L’ultimo studio del Politecnico di Milano dedicato al cosiddetto ‘smart working’ rivela che se una persona lavorasse in questa modalità per 2 giorni a settimana risparmierebbe ogni anno 176 ore del proprio tempo e oltre 1.200 euro di spese tra mezzi di trasporto e costi accessori, mentre aumenterebbero soddisfazione e motivazione; lato azienda, la produttività dei lavoratori crescerebbe del 20%-30% mentre i costi di gestione dello spazio fisico scenderebbero del 20-30% con un risparmio globale complessivo di 37 miliardi di euro.

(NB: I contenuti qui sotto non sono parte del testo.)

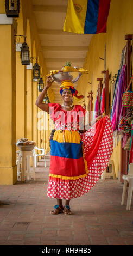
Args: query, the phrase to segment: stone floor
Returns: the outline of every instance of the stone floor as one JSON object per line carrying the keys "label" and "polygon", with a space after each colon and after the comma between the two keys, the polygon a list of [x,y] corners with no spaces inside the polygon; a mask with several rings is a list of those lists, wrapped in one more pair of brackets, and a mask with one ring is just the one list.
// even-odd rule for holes
{"label": "stone floor", "polygon": [[72,199],[73,215],[50,215],[56,202],[47,197],[46,158],[47,167],[40,161],[36,168],[36,181],[0,186],[0,245],[133,244],[133,200],[130,210],[121,205],[118,180],[99,179],[86,195]]}

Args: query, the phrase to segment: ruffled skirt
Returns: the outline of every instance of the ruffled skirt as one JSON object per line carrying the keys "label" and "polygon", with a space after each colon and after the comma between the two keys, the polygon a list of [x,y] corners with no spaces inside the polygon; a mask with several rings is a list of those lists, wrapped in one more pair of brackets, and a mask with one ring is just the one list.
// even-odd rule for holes
{"label": "ruffled skirt", "polygon": [[[85,164],[83,164],[82,162],[82,169],[78,170],[79,172],[79,176],[77,174],[73,176],[71,172],[69,178],[67,174],[65,179],[65,164],[64,166],[63,178],[60,175],[55,176],[50,173],[47,190],[48,197],[69,200],[80,197],[94,186],[107,167],[113,151],[112,130],[109,117],[106,116],[100,119],[89,130],[80,135],[80,138],[83,143],[80,150]],[[80,159],[80,155],[79,156]],[[62,161],[64,162],[64,160]],[[75,173],[74,167],[77,168],[74,164],[74,173]],[[67,163],[66,168],[68,169]],[[72,167],[71,168],[72,169]],[[75,179],[74,176],[77,177]]]}

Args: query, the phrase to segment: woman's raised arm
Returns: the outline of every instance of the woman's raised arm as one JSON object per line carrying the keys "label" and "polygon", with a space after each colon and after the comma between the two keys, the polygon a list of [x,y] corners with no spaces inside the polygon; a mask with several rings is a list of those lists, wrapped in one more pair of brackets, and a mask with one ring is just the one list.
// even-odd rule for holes
{"label": "woman's raised arm", "polygon": [[50,77],[48,77],[46,80],[46,87],[43,89],[43,90],[41,92],[41,93],[39,95],[36,101],[36,106],[40,108],[40,109],[45,111],[46,112],[49,113],[49,107],[48,104],[45,104],[43,103],[43,99],[45,97],[45,94],[46,92],[48,90],[49,87],[51,86],[53,82],[51,81],[51,78]]}

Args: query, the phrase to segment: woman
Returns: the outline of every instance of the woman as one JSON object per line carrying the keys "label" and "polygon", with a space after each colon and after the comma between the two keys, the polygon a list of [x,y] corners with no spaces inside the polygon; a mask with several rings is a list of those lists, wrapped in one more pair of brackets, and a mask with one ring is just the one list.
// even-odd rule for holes
{"label": "woman", "polygon": [[[55,123],[47,195],[57,200],[50,214],[70,215],[71,199],[87,193],[107,167],[113,150],[112,129],[109,117],[100,116],[89,130],[84,125],[81,130],[86,111],[79,105],[73,105],[74,88],[71,82],[62,84],[62,106],[43,103],[53,82],[48,77],[36,102],[39,108],[50,113]],[[66,200],[64,206],[62,199]]]}

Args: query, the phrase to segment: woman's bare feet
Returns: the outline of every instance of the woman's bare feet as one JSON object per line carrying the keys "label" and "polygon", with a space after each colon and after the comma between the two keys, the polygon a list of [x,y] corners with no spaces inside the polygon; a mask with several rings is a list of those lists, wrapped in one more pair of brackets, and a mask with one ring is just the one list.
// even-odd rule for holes
{"label": "woman's bare feet", "polygon": [[54,210],[50,211],[50,214],[57,215],[59,214],[64,213],[64,208],[60,206],[59,205],[56,204],[54,206]]}

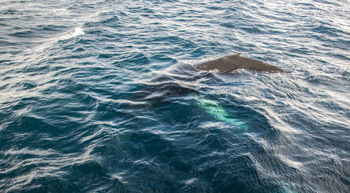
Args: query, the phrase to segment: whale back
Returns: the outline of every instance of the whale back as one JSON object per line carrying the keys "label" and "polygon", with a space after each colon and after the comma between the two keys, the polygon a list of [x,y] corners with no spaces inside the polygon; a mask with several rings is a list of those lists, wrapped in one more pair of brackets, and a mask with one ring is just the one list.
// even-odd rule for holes
{"label": "whale back", "polygon": [[223,57],[216,59],[202,62],[195,67],[202,71],[218,70],[230,72],[239,69],[253,69],[260,71],[282,72],[283,70],[266,62],[241,57],[240,53]]}

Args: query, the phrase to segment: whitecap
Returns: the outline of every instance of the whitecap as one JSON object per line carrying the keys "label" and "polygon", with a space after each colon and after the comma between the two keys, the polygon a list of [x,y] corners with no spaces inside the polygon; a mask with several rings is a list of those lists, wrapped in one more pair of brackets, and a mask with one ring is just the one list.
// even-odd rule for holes
{"label": "whitecap", "polygon": [[84,34],[85,34],[85,33],[84,33],[84,30],[83,29],[83,28],[76,27],[74,29],[74,31],[71,31],[71,33],[63,36],[60,39],[61,40],[66,40],[66,39],[71,38],[73,37],[76,37],[76,36],[81,36],[81,35],[84,35]]}

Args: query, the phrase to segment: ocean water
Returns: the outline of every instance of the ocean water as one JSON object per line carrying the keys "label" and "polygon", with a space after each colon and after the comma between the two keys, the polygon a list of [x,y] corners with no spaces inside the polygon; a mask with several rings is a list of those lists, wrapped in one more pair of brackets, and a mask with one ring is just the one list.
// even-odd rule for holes
{"label": "ocean water", "polygon": [[349,64],[346,0],[3,0],[0,192],[349,192]]}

Sempre secondo l’Osservatorio Smart Working del Politecnico, in Italia, nonostante i vantaggi, solo l’8% delle aziende ha deciso di adottare completamente il modello di lavoro ‘smart’ e parliamo di imprese che contano oltre 500 addetti attive nel comparto alimentare, nelle Ict e nel settore manifatturiero. Una percentuale destinata a crescere, stando ad alcune stime, fino al 19% nei prossimi due anni. Secondo l’Osservatorio, le iniziative da parte delle aziende in questo senso devono essere sostenute da interventi sulle infrastrutture, come ad esempio la diffusione della banda larga e della rete wi-fi nei luoghi pubblici, oltre all’introduzione di nuove forme contrattuali più semplici e che agevolino le forme di flessibilità.

Fattori di successo

In una situazione di difficile ripresa economica, non sarebbe ora di avere più coraggio e utilizzare un modello d’impresa più dinamico che permetta l’utilizzo massiccio di questa forma di lavoro a distanza? Gli studi del Global Workplace Analytics sul telelavoro dicono che i lavoratori di alcune aziende, tra le quali Best Buy, British Telecom e Dow Chemical, hanno una produttività più alta del 35-40%. Secondo l’Organizzazione Internazionale del Lavoro (OIL), pur esistendo forti argomenti economici a favore del lavoro da casa che garantisce benefici sia ai lavoratori che ai datori di lavoro (per esempio: soddisfazione dei lavoratori nell’equilibrio tra vita privata e lavoro che riduce il turnover del personale, riduzione dell’assenteismo −in media di circa il 63%−, risparmio del consumo di energia, beni immobili e costi di allocazione), spesso alla base di esso vi è una questione di fiducia. Un terzo dei dirigenti dichiara di preferire vedere il proprio personale, per essere certo che stia effettivamente lavorando. Questo evidenzia il bisogno di un cambiamento nella cultura aziendale, a favore di un approccio più moderno, che si basi sulla fiducia nei confronti dei lavoratori. Ma l’insieme delle innovazioni tecnologiche disponibili per le aziende −videoconferenze, messaggistica istantanea, posta elettronica, fino allo smartphone− combinate al contatto diretto periodico e a strumenti di valutazione basati sul rendimento, può rendere gli argomenti a favore del telelavoro molto convincenti.